Wednesday, January 5, 2011
“Trust life, and it will teach you, in joy and sorrow, all you need to know.” – James Baldwin
I read this great quote on someone else's blog today. It really struck me about how much I don't trust--I don't expect the joy and I don't trust good will come from sorrow.
I also found this wonderful list about trust from jen lemen. I wonder how life will be different when I can trust that fully.
What are your thoughts on trust?
Tuesday, January 4, 2011
I've been dealing with the truth for the past couple days. It's been painful, maybe even gut-wrenching. The thing that's crazy is that it's truth I've known inside me for a long time. It's been a well kept secret. It's one of those things that I thought not saying out loud would keep it from being true.
But in my pursuit of BRAVE, I've found truth to be popping up everywhere. I'm not talking the sweet sort of truth.
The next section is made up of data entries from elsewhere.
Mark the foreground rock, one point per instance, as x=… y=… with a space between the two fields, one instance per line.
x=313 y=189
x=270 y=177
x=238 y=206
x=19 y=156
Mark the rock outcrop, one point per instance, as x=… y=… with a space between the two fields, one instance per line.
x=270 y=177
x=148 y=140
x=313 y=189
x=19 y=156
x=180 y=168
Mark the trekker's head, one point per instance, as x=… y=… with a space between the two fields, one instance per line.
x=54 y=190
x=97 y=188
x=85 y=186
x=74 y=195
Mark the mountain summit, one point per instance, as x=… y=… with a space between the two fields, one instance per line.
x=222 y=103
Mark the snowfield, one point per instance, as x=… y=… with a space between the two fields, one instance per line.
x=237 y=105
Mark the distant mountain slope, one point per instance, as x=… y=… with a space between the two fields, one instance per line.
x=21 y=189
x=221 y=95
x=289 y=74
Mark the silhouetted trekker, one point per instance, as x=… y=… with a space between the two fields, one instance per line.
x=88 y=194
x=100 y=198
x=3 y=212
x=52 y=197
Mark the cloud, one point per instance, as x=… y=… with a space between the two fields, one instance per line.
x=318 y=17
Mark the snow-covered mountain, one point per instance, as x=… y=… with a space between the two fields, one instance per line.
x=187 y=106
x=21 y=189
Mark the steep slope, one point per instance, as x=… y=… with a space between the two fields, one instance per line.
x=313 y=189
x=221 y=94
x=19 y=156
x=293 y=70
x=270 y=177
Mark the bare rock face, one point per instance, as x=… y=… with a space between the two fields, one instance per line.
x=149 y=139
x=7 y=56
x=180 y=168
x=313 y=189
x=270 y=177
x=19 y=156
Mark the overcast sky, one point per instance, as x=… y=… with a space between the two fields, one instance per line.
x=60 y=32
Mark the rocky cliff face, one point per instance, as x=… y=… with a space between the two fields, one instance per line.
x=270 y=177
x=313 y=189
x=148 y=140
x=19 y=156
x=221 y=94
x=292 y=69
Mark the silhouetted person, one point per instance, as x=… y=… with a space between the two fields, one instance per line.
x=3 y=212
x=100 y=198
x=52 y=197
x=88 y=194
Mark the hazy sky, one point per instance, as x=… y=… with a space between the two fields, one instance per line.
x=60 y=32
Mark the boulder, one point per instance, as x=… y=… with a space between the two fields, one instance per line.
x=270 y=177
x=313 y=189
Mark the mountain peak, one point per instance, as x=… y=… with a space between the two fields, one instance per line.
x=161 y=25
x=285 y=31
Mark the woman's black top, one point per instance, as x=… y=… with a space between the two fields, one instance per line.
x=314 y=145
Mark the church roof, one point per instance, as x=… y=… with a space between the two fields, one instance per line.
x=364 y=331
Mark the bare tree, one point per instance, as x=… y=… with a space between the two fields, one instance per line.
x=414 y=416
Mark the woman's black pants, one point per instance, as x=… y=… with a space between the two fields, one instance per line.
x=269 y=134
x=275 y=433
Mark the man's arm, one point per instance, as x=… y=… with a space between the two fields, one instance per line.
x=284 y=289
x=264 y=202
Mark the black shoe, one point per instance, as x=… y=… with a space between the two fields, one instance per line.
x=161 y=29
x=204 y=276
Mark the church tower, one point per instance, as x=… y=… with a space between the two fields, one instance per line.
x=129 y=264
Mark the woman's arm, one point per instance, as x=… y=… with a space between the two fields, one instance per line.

I'm talking the ugly truth. It's breaking me open. I thought the truth was supposed to set us free, but there seem to be a lot of long dark detours on the way to free.
And with those raw emotions I went to school today. I wish I could have worn a sign that said, "Please be gentle. I'm fragile." Instead I had several encounters that made me feel way not enough. I felt all day like I sucked at my job, and I wondered why I didn't do more work over Winter Break. (There is something very sinister in that.) I think I was actually a good teacher today in the face of all of this, and I'm trying to believe that truth, too.